Review by
Breanne Boland
March 22, 2007 Issue
Hardcover bestsellers can be like flares — bright for a
moment, disappearing the next. These five books, past bestsellers
all, have stayed popular past their debut, and can currently be
found in trade paperback.
The Namesake
by Jhumpa Lahiri
Lahiri, the author responsible for the Pulitzer Prize-winning
book of short stories that is Interpreter of Maladies, leapt into
the novel with The Namesake, which has spawned a film just now
in limited release. Like her short stories, this book concerns
itself with Indian immigrants and difficulties within families
and between generations. Also like her short stories, almost every
sentence is a jewel, and the mood of each scene — be it
the depths of sadness, soaring happiness, or crippling awkwardness
— is so potent it hangs on you for days, like smoke.
Gogol Ganguli
is the son of Indian immigrants and the book follows the three
of them over a 25-year span. Saddled with an unlikely name, Gogol
struggles to fit into the world around him, stumbling through
romance, alienation, uneasy acceptance, and his love for his family.
Lahiri crosses cultures and viewpoints, making a story left slightly
less satisfying by its nonlinear structure, but what we’re
given is great.

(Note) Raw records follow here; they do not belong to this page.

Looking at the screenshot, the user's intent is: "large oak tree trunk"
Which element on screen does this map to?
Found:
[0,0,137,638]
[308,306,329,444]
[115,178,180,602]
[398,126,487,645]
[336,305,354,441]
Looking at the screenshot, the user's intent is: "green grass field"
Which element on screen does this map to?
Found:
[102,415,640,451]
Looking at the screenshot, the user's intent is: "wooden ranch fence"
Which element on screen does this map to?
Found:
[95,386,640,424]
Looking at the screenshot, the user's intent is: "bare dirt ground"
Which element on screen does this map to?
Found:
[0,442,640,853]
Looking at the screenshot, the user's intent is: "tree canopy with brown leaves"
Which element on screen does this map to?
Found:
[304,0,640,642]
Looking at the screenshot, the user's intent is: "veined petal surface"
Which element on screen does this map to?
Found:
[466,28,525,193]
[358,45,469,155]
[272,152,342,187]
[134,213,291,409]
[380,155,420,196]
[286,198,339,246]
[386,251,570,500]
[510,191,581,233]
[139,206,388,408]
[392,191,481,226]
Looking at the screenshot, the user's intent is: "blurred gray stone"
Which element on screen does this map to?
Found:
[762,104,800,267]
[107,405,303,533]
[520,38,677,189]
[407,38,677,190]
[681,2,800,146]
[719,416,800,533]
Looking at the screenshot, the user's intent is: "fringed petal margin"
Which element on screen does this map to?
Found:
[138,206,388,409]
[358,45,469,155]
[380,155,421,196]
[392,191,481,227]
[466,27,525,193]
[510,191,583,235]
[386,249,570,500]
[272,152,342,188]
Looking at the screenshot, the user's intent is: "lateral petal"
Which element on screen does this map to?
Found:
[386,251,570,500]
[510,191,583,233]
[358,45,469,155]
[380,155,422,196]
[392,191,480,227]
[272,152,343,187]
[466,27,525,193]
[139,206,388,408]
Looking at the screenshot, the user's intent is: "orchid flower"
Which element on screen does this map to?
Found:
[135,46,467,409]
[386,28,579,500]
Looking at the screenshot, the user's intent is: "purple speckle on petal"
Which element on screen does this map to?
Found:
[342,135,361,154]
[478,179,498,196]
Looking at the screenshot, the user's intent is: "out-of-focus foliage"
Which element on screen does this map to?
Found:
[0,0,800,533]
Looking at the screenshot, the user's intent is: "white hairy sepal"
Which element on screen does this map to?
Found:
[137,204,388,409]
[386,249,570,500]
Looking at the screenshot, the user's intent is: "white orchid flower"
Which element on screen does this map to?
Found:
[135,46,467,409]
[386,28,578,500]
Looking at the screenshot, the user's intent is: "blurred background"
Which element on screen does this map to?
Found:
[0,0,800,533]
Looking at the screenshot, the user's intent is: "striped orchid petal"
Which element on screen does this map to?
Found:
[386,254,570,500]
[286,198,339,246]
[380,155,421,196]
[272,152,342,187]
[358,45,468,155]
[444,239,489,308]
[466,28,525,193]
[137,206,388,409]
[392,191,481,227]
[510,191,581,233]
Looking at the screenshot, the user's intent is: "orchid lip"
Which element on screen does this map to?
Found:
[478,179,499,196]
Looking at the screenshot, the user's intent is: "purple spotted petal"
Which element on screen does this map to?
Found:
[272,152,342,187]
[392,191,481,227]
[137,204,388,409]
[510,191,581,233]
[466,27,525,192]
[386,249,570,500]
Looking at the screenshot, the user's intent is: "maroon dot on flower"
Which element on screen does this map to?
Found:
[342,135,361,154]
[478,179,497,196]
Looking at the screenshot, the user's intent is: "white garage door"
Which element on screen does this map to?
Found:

There are far worse things to say about a novel
than, “I wanted more.”
My Sister’s
Keeper by Jodi Picoult
The high concept of this book could easily make the characters
serve the author’s inclinations, but Picoult is so good
at juggling characters and situations that even if these people
were sitting in a room thinking, rather than going through a difficult
and complicated situation, it’d be enthralling.
Thirteen-year-old
Anna was the opposite of an accidental birth — her parents
chose her from a Petri dish of embryos specifically to be a genetic
match for her older sister Kate, who has struggled with leukemia
for most of her life. However, after being poked, prodded, and
sampled throughout her life, Anna is now expected to donate a
kidney to her ailing sister, which sends her to a lawyer seeking
medical emancipation. It’s a generally fabulous read until
the last 15 pages, when Picoult pulls a twist ending that undermines
the rest of the book. Read the paperback version — it makes
less of a dent in the wall when you chuck the book across the
room after reading the last page.
The Year of
Magical Thinking by Joan Didion
It’s remarkable to see such a precise and accomplished writer
as Didion address something as slippery and elusive as grief.
Days after her only daughter became seriously ill, Didion’s
husband of almost 40 years died suddenly. Didion lived and worked
with her husband, also a writer, to the point that they spent
nearly all their time together.
The adjustment
would be sharp and devastating for anyone; Didion chronicles her
struggle and her exploration in a way that seamlessly mingles
her orderly mind and prose with the wild irrationalities that
come after such a loss — the magical thinking, as she gently
puts it. Mixed with her experiences and recollections are quotes
and excerpts from the other writings that she naturally turns
to in order to make sense of the insensible.
The Devil
in the White City by Erik Larson
The 1893 World’s Fair in Chicago brought enough innovations
and inventions to fill a several books — the widespread
use of electric light, for instance, or the debut of the Ferris
wheel, or the birth of Pabst Blue Ribbon. Larson does a fine job
in relating just how much this World’s Fair changed the
world as we know it, but chooses to humanize the story by telling
it from the point of view of two somewhat forgotten but hardly
insignificant characters: Daniel H. Burnham, the architect who
orchestrated the construction of Centennial Park; and H.H. Holmes,
con artist, swindler, and prodigious serial killer.
As Burnham
races to complete the white city, working against time, technology,
and expectations of failure, Holmes uses the lure of the World’s
Fair to his advantage. His victims were primarily young women
drawn to the lights and glamour of the Fair who then disappeared
inside the building he owned just outside of the city, a house
designed for death that was, in ways, no less remarkable than
some of the structures being built by Burnham for brighter purposes.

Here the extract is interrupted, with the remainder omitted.